A Scalable Wireshark-to-SecOps Pipeline on Google Cloud Platform
Author: Filippo Lucchesi
Course: Scalable and Reliable Services, University of Bologna
Evolution of: Wireshark-to-Chronicle-Pipeline (Cybersecurity Projects 2024)
This project implements a robust, scalable, and event-driven pipeline to capture network traffic using tshark
, process it, and transform it into the Unified Data Model (UDM) for security analytics, all orchestrated on Google Cloud Platform (GCP) using Terraform. It evolves from an initial local processing concept into a cloud-native solution designed for enhanced reliability and scalability.
- Hybrid Capture Model: A Dockerized
tshark
sniffer designed for on-premises or edge deployment handles initial packet capture, automatically rotating PCAP files (supporting.pcap
and.pcapng
), uploading them to Google Cloud Storage (GCS), and notifying a Pub/Sub topic. - Serverless, Scalable Processing: A GCP Cloud Run service acts as a serverless processor, triggered by Pub/Sub messages, to manage the demanding PCAP-to-UDM transformation.

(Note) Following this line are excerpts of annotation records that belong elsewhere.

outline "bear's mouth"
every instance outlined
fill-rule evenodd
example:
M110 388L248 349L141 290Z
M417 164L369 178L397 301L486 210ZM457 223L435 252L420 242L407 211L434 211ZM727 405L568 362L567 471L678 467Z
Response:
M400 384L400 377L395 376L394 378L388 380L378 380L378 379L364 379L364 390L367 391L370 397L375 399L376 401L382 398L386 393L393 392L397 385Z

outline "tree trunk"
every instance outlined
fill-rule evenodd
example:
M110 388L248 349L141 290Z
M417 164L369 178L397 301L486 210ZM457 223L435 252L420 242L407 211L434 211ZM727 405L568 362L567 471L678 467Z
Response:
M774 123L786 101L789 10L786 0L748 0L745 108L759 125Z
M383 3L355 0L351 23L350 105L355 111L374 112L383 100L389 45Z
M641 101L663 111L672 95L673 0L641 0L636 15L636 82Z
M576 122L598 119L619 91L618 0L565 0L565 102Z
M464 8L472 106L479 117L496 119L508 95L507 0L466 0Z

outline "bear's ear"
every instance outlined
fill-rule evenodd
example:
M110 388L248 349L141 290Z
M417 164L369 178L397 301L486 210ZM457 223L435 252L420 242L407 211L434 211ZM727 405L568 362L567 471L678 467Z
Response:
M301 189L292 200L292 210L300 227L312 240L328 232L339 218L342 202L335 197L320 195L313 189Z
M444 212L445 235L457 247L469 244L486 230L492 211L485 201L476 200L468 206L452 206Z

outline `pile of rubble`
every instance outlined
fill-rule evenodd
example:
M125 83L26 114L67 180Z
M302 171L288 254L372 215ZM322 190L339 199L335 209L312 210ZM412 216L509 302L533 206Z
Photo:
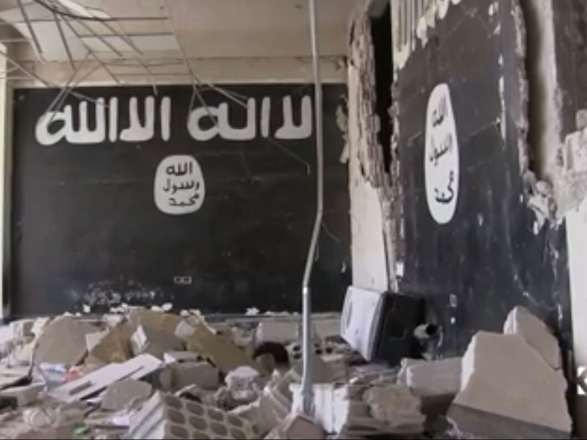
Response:
M314 320L312 419L299 317L208 323L130 307L12 323L0 327L0 438L494 438L508 423L568 438L556 340L525 309L462 360L401 368L357 363L339 321ZM447 412L452 428L431 422Z

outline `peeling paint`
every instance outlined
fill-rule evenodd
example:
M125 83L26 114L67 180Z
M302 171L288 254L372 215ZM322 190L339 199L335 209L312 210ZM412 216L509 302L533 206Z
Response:
M404 15L403 9L414 0L394 0L392 1L394 41L393 63L396 70L400 70L406 65L410 56L416 48L416 42L420 40L425 47L429 41L430 29L436 27L437 18L443 19L450 6L458 5L462 0L428 0L424 11L420 14ZM402 18L406 17L403 20ZM406 37L404 39L403 37ZM414 36L416 38L414 38Z
M501 127L501 138L505 144L505 137L507 134L507 108L505 106L505 82L504 77L500 78L500 102L501 103L501 120L500 125Z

- Optimized Core Transformation (
json2udm_cloud.py
): The central Python script, originally designed for local batch processing, has been significantly re-engineered. It now employs streaming JSON parsing (ijson
) to handle potentially massivetshark
outputs efficiently within Cloud Run's memory constraints, mapping raw packet data to UDM. This is the analytical heart of the project. - Resilient and Decoupled Architecture: Leverages a Pub/Sub-driven workflow for loose coupling between capture and processing. Includes dead-letter queue (DLQ) support for failed messages, Cloud Run health probes for service reliability, and robust error handling within the processing logic.
- Infrastructure as Code (IaC): The entire GCP infrastructure is managed by Terraform, promoting repeatability, version control, and automated provisioning.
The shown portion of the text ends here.